Turnaround in Poland's current account continued in July
Current account balance in % of GDP
Source: NBP, GUS, ING.

On a 12-month basis, we estimate that the current account balance continued to improve to +0.3% of GDP in July from +0.1% of GDP in June. At the same time, the surplus of trade in goods in July (€1.1bn compared with €1.0bn the month before) translated into a 12-month improvement to -0.6% of GDP from -1.0% of GDP in the previous month.

Regarding the current account composition, the surplus in services trade of €3.mn was clearly lower than the €4.mn seen a month earlier, although this was due to seasonal effects (in July 2022 €3.1bn). High deficits in primary income (€3.3bn) and secondary income (€0.3bn) dragged down the CA balance.

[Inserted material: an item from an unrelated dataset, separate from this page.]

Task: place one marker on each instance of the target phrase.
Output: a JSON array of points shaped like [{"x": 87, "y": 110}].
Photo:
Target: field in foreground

Foreign trade turnover data suggests a deepening decline in trade in goods, driven both by falling prices and lower volumes. The nominal value of goods exports was only 1.3% higher than a year earlier after a 1.7% year-on-year increase in June, reflecting the stagnation of Europe's economy and effective recession in Germany's economy in recent quarters. The eurozone accounts for around 60% of Polish exports, almost half of which goes to Germany. Imports of goods fell for the fifth consecutive month (by 8.9% YoY in July after -5.8% YoY in June). This was due to both a drop in import prices (especially energy) and weakness in domestic demand in the second quarter. Poland - as a net importer of energy - benefited from the normalisation in the European energy market, but positive trends in global energy markets (in particular crude oil and natural gas) started to reverse in August.

The National Bank of Poland's comment on the balance of payments data indicates a continuation of the decline in exports of intermediate goods and consumer goods. In addition - for the first time this year - the value of exports of food and capital goods also declined. Increases were maintained in exports of transport equipment and automotive parts (mainly vans, lithium-ion batteries, passenger cars, engines and other automotive parts). In imports, five out of six categories of goods (the exception being transport equipment) saw an annual decline. The deepest fall was in imports of fuels and intermediate goods.

July's data will be neutral for the zloty, which - after a period of several months of appreciation - has lost around 5% in recent days in response to a surprisingly large cut in interest rates by the NBP. For the year as a whole, we expect a further improvement in the current account balance to +1.5% of GDP by the end of the year after a deficit of 3.0% of GDP in 2022. The main risk factors for the current account balance this year are military spending and further increases in crude oil and natural gas prices, which rebounded in August.